Start date: June 27, 2023
Phase: Phase 2
Study type: Interventional

This is an open label, phase II study to assess the efficacy, safety, and tolerability of Reparixin in patients with DIPSS intermediate-2, or high-risk primary myelofibrosis (PMF), post essential thrombocythemia/polycythemia vera related MF (Post ET/PV MF) after prior treatment, and those who are ineligible or refuse treatment, with a Janus kinase inhibitor (JAKi). 26 patients will be enrolled. Eligible patients will receive oral reparixin three times daily on a 4-week cycle for a core study period of 6 cycles (24 weeks). After cycle 6, patients may continue receiving reparixin once daily on a 4-week cycle if at least stable disease (SD) is met by IWG-MRT criteria until loss of response, disease progression, unacceptable toxicity, patient/physician withdrawal, or termination of study by sponsor.
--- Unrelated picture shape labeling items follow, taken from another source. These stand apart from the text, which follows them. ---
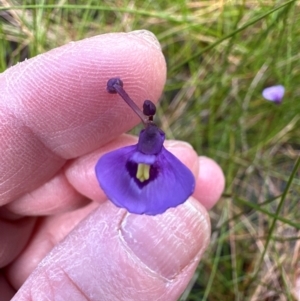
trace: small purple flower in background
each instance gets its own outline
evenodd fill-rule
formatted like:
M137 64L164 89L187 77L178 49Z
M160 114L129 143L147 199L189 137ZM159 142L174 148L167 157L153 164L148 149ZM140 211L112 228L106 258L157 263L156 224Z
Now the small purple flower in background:
M265 88L262 92L262 95L269 101L273 101L276 104L281 104L284 95L284 86L277 85Z
M194 192L191 171L163 146L164 132L153 122L156 107L146 100L143 111L123 89L119 78L107 82L141 118L145 128L136 145L103 155L96 164L98 182L108 198L131 213L156 215L185 202Z

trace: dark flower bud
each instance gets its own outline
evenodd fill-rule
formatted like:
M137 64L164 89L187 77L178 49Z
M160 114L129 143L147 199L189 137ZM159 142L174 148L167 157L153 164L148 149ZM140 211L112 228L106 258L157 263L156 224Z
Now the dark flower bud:
M117 90L115 88L115 85L118 85L120 87L123 87L123 82L121 81L121 79L119 77L115 77L115 78L111 78L108 82L107 82L107 86L106 86L106 90L108 93L112 93L112 94L116 94Z
M146 116L154 116L156 113L156 106L151 100L145 100L143 104L143 113Z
NCT ID: NCT05823571 Recruiting - Multiple Myeloma Clinical Trials

Itacitinib With High-dose Posttransplantation Cyclophosphamide in Older Patients

Start date: July 6, 2023
Phase: Phase 1
Study type: Interventional

This research is being done to learn whether drug called itacitinib, which is a novel inflammation- and immune-lowering drug (immunosuppressant), can be given before and after non-myeloablative peripheral blood stem cell transplantation (PBSCT; also known as a 'mini' transplant) to help prevent certain complications such as cytokine release syndrome (CRS) for patients with blood cancers, using peripheral blood from a relative. The investigators will also examine if by using itacitinib the investigators can reduce the duration of MMF (other immune suppressive drug administration posttransplant).